As Alek Manoah prepares to make his major league debut tonight in New York, I thought it would be worth breaking down each of his three AAA starts this year in terms and what they might tell us about how tonight might go.
May 6th vs. Worchester
6 IP, 0 runs on 2 hits, no walks, 3 HBP and 12 strikeouts
Simply put, Manoah’s 2021 debut was about pure dominance and overpowering hitters. Of his 83 pitches, batters swung at 36 and made contact just half the time, on 18 of those swings. That resulted in Manoah striking over half of the 22 batters he faced, which is impressive by any measure.
Even better, the little contact that Woo Sox hitters did make was low quality. The seven batters who did put the ball in play managed just five ground balls on the infield, and neither of the two balls in the air were well struck. The two hits were were both singles, one of the infield variety and the other a dunker into no man’s land in right-centre. On both contact and batted outcomes Manoah dominated, and managed to pick a batter off to boot.

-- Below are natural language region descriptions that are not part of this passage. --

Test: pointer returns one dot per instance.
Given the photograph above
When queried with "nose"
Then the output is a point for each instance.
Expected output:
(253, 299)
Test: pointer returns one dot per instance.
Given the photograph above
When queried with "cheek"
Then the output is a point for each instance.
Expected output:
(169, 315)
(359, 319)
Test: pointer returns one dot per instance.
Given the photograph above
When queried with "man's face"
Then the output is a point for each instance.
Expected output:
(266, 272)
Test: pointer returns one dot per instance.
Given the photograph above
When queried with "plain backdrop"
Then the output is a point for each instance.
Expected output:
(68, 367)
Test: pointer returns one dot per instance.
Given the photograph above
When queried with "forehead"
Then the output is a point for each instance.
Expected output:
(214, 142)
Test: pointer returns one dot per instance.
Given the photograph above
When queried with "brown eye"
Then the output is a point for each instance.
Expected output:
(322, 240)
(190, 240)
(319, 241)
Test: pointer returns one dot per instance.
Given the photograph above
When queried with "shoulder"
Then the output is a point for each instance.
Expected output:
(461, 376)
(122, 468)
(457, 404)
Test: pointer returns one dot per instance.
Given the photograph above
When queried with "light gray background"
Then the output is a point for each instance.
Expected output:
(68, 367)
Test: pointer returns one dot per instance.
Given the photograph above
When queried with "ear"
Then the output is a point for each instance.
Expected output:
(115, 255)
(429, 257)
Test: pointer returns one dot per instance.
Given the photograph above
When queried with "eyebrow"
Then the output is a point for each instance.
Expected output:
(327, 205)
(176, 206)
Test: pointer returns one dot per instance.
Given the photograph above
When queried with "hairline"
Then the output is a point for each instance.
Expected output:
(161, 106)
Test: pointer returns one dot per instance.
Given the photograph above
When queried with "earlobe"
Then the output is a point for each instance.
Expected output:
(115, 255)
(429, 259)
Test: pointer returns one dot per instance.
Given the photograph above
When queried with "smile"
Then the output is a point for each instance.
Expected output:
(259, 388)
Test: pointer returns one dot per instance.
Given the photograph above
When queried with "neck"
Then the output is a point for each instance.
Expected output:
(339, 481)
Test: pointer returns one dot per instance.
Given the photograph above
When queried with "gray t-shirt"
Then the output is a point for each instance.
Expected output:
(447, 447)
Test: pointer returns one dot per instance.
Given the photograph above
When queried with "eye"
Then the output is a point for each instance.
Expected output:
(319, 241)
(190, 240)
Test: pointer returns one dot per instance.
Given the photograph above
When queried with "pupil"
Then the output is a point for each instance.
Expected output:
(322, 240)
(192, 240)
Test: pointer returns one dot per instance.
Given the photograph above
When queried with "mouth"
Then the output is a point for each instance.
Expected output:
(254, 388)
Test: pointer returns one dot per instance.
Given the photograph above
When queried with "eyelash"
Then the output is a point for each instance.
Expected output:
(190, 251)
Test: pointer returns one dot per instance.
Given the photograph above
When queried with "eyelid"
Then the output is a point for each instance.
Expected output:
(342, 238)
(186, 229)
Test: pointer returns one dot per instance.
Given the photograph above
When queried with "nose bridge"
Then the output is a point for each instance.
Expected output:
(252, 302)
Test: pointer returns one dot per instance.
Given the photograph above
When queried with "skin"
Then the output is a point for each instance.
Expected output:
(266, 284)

If there’s something to nitpick, it’s the control. Beyond the three hit by pitches, of the 47 pitches that were taken Manoah landed just 15 for called strikes. The line between overpowering dominance and ineffective wildness can be quite narrow, and the risk is that better hitters with more advanced approaches would be able to exploit poor control and essentially let Manoah beat himself. Yes, there’s probably still be quite a bit of swing-and-miss and strikeouts, but also long innings that mean at worst he’s out of the game quickly and at worst constantly has runner aboard who eventually find their way in.
May 12th vs. Rochester
6 IP, 0 runs on 1 hit, 2 walks, a HBP and 5 strikeouts
In contrast to the statline from the above, this one looks much more pedestrian. While the first outing was characterized by overwhelming batter sand and frankly sometimes toeing the line of being effectively wild, this outing was about being in control.

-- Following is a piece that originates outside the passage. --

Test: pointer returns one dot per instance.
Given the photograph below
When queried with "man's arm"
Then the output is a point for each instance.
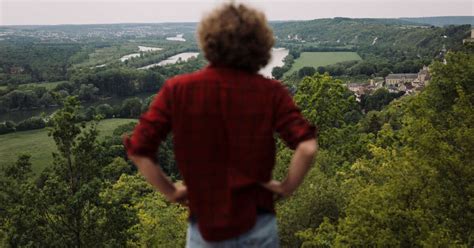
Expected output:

Manoah still missed plenty of bats, with batters whiffing on 10 of their 33 swings (33%). This time, 13 of 21 batters put balls in play against him, but did very little damage. The one hit he did give up with a hard fliner double leading off the last inning, but that was it in terms of balls squared up. The other 12 were five ground balls and two popups on the infield, and five can of corn fly balls.
Overall, Manoah was more efficient and overall in control, needing just 76 pitches for 21 batters and six innings, of which only five worked him for more than four pitches in a trip to the plate. Two of the free passes came back to back in a command wobble in the third inning, but it was otherwise pretty clear sailing.
May 19th at Worchester
6 IP, 1 runs on 4 hits (a HR), 1 walk but no HBP and 10 strikeouts
The most recent outing had elements from both of the first two, but also some novel occurrances. Though the same length inning-wise, Manoah worked deeper as he threw 94 pitches. His fastball sat 93-95 per stadium readings, but he held that throughout with ample 94s and 95 in the last inning.

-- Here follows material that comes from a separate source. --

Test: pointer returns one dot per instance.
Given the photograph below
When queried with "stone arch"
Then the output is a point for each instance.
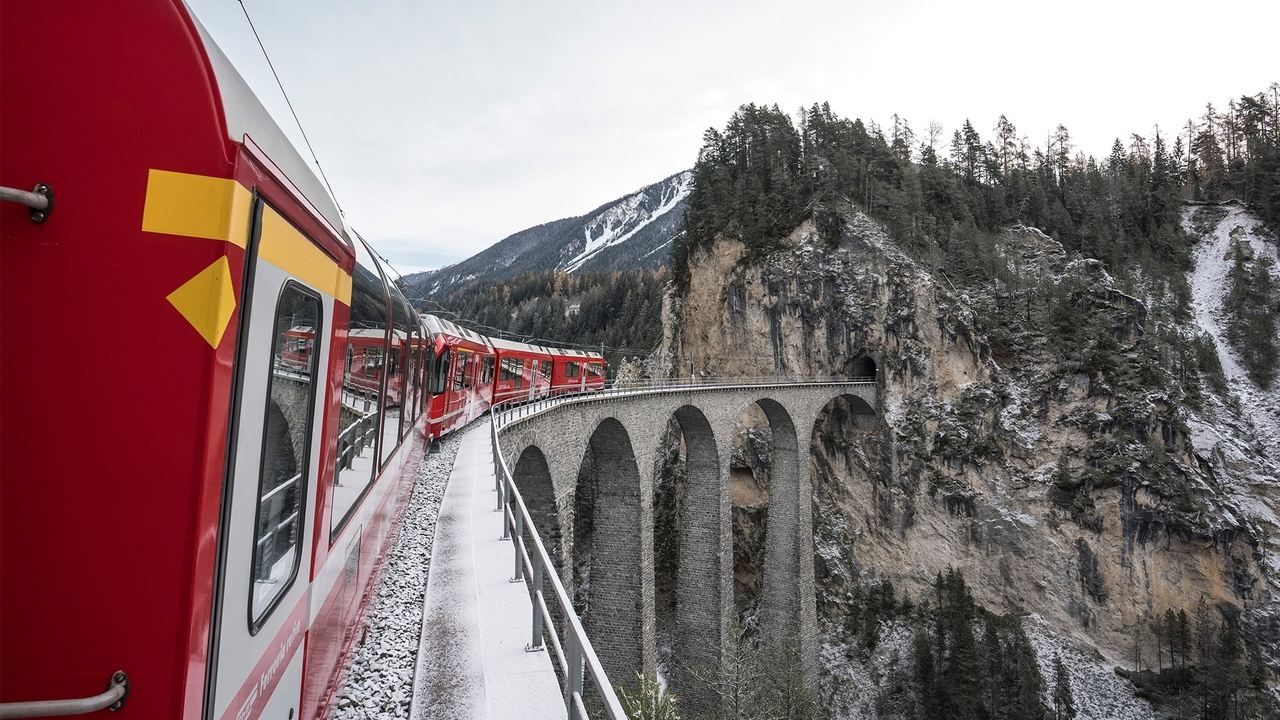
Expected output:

Manoah was quite overpowering, particularly early, striking out six of the first 10 batters faced (runs of three strikeouts on either side of the home run). Overall, batters took 53 swings against him and came up empty 21 times, just shy of 40% whiff rate.
For the first time, batters did get to him for a good amount of solid contact. In addition to the home run to centre field, he gave a line drive double and single. the last single was lower quality, but he also had a couple of softer/sinking liners find gloves. Of 12 balls in play, only three were on the ground, and one popout).
18 innings, 1 run on 7 hits (0.50 ERA), 3 walks, 4 HBP, 27 strikeouts
Those headline numbers speak for themselves, quite loudly, and are essentially unimpeachable. Taking the walks and hit by pitches together, the free pass rate of 11% (7/63) is on the high side, but it’s more than manageable when you’re also punching out 43% of batters. It also means that less that 50% of batters are putting the ball in play, which is a big inherent advantage even with some control wobbles.
Of 253 pitches, 165 have gone for strikes (65%), which is right around MLB average. Batters have swung at 122 (48% swing rate), and come up empty on 49 for a very healthy 60% contact rate/40% whiff rate. Manoah has no problem missing bats. He’s got ahead of 30 hitters, fallen behind 30 hitters; just three have put the ball in play on the first pitch.
That isn’t very surprisingly given Manoah’s raw stuff, and I’d expect MLB hitters and the Yankees particularly to approach him similarly, first give him the chance to beat himself, especially in a major league debut. To me, this will be a key tonight, throwing enough strikes.
In terms of contact, it’s just a sample of 29 but overall Manoah has done very well suppressing it, with over half belonging in what I classify as “very weak” (routine grounders and infield popups). About another 25% is in a weak/routine bucket (outfield fly balls), with only six balls being well struck (about 20%). When he has got squared up though, it’s generate been very hard.